Spatial data wrangling in R

Geog 315 T2 2023

Overview

Last week you (hopefully) got accustomed to basic map-making using the sf and tmap packages.

This week we focus more on typical kinds of data wrangling that are required before you can even think about making useful maps.

This time there are questions through the different sections so that you have a better idea when you should be paying close attention, and also so that it is easier to see where you can get credit for completing tasks and answering questions.

You can look at the last section, to get an overview of the assignment requirements.

There is an additional page of material on much more of the spatial data manipulation operations available in sf here, but this is not required to complete the assignment. It is covered in detail in class.

Make sure you have the libraries we need loaded (I won’t show the results of running these commands any more, since you should be used to them by now.)

library(sf)
library(tmap)
library(dplyr)

Introducing the data

The data this week can be downloaded below

Our aim in this assignment is to organise these data so we can potentially do some analysis (in a later lab) on the relationships (if any) between Airbnb rentals in neighbourhoods and the socioeconomic and demographic character of those neighbourhoods. This week we focus on organising the Airbnb side of things.

Save the data to a folder on your computer and as usual make a new project to work in.

You can use the usual approaches to exploring these data, so you know what is going on, although I recommend that rather than mapping them (they are quite large and may cause issues on some machines) you simply look at the table structure using the as_tibble function.

To get started you’ll need to read in the data

abb <- st_read("abb.gpkg")
## Reading layer `abb' from data source 
##   `/Users/osullid3/Documents/teaching/Geog315/_labs/week-04/abb.gpkg' 
##   using driver `GPKG'
## Simple feature collection with 2125 features and 16 fields
## Geometry type: POINT
## Dimension:     XY
## Bounding box:  xmin: 174.7035 ymin: -41.35563 xmax: 175.2086 ymax: -40.70114
## Geodetic CRS:  WGS 84
sa2 <- st_read("sa2.gpkg")
## Reading layer `sa2' from data source 
##   `/Users/osullid3/Documents/teaching/Geog315/_labs/week-04/sa2.gpkg' 
##   using driver `GPKG'
## Simple feature collection with 2155 features and 4 fields
## Geometry type: MULTIPOLYGON
## Dimension:     XY
## Bounding box:  xmin: -19691650 ymin: -5989539 xmax: 19879080 ymax: -4046217
## Projected CRS: WGS 84 / Pseudo-Mercator

Map projections

As we might hope the sf package provides the ability to project spatial datasets, so that they can be properly aligned with one another for processing purposes, and so that reliable measurements of distances and areas in meaningful units (like metres) can be made.

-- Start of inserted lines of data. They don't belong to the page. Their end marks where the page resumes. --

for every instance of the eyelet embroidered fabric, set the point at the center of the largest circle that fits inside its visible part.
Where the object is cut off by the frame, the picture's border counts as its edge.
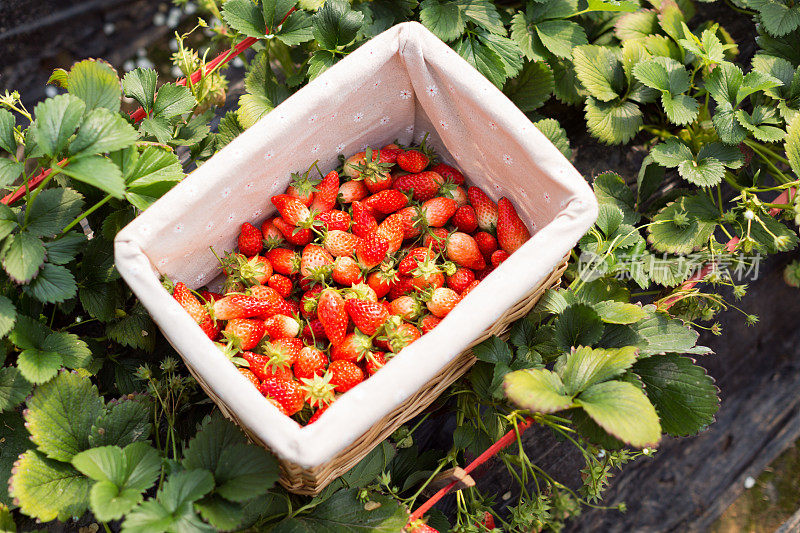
(400, 85)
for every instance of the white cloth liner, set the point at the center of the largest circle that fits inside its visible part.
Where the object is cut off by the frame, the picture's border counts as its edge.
(399, 85)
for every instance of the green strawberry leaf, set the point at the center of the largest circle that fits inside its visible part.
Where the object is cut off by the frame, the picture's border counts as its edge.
(683, 394)
(538, 390)
(623, 410)
(584, 366)
(60, 415)
(48, 489)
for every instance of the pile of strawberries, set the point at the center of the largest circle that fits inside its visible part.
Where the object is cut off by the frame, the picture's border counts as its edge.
(356, 266)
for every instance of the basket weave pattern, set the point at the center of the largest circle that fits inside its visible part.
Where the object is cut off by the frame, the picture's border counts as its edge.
(311, 481)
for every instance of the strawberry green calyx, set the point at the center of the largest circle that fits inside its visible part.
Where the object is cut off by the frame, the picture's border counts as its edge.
(318, 390)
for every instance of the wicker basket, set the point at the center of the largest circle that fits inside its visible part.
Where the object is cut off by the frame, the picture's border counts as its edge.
(311, 481)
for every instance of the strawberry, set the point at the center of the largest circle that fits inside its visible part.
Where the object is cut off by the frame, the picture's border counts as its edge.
(288, 393)
(352, 191)
(463, 250)
(293, 234)
(272, 235)
(239, 306)
(381, 281)
(346, 271)
(261, 367)
(340, 243)
(281, 284)
(196, 310)
(310, 362)
(334, 219)
(284, 261)
(423, 186)
(442, 301)
(250, 240)
(486, 242)
(392, 229)
(511, 230)
(331, 312)
(406, 307)
(327, 191)
(485, 209)
(429, 322)
(413, 161)
(345, 375)
(465, 219)
(449, 173)
(354, 347)
(374, 362)
(315, 263)
(461, 279)
(249, 376)
(282, 326)
(318, 388)
(364, 222)
(437, 211)
(292, 210)
(367, 316)
(371, 250)
(498, 257)
(244, 333)
(386, 202)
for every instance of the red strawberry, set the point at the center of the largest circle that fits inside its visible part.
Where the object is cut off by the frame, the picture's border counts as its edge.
(372, 250)
(465, 219)
(364, 222)
(392, 229)
(429, 322)
(249, 376)
(282, 326)
(315, 263)
(437, 211)
(250, 240)
(462, 278)
(239, 306)
(310, 362)
(498, 257)
(413, 161)
(327, 191)
(386, 202)
(406, 307)
(331, 312)
(281, 284)
(442, 301)
(424, 185)
(486, 242)
(345, 375)
(381, 281)
(284, 261)
(367, 316)
(340, 243)
(292, 210)
(449, 173)
(354, 347)
(261, 367)
(346, 271)
(293, 234)
(463, 250)
(244, 333)
(511, 230)
(353, 191)
(485, 209)
(288, 393)
(334, 219)
(196, 310)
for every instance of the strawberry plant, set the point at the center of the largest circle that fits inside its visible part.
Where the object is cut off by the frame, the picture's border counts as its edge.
(98, 416)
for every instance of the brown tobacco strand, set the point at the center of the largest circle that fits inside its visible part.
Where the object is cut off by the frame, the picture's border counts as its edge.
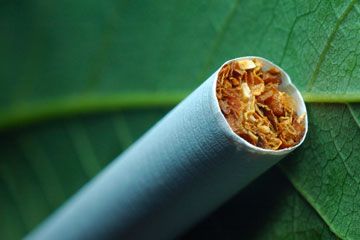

We can’t get into too many details in this class, since projections are a very large topic, but we can at least get a feel for how they work in this environment.

sf makes use of standard ways of specifying projections, namely WKT (well-known text) formatted information, or EPSG codes. These are also used in ArcGIS (well hidden from users) and QGIS (less well hidden!). In R they are right out in the open. This can be a bit intimidating, but has some advantages when it comes to quickly projecting and reprojecting data, as we often need to do early in a project.

EPSG codes

EPSG codes are the easier of the two options to get a handle on. These are numeric codes that correspond with specific projections. For example

  • New Zealand Transverse Mercator (NZTM) is 2193
  • New Zealand Map Grid (NZMG, which preceded NZTM) is 27200
  • Plain latitude longitude coordinates (which you might get from a GPS) are 4326
  • Web Mercator (the basis of most web maps until recently) is 3857

The numbers are meaningless, they are just reference numbers, but they are all you need to know for some basic transformations of spatial data. Geospatial software is aware of the codes and knows how to deal with them.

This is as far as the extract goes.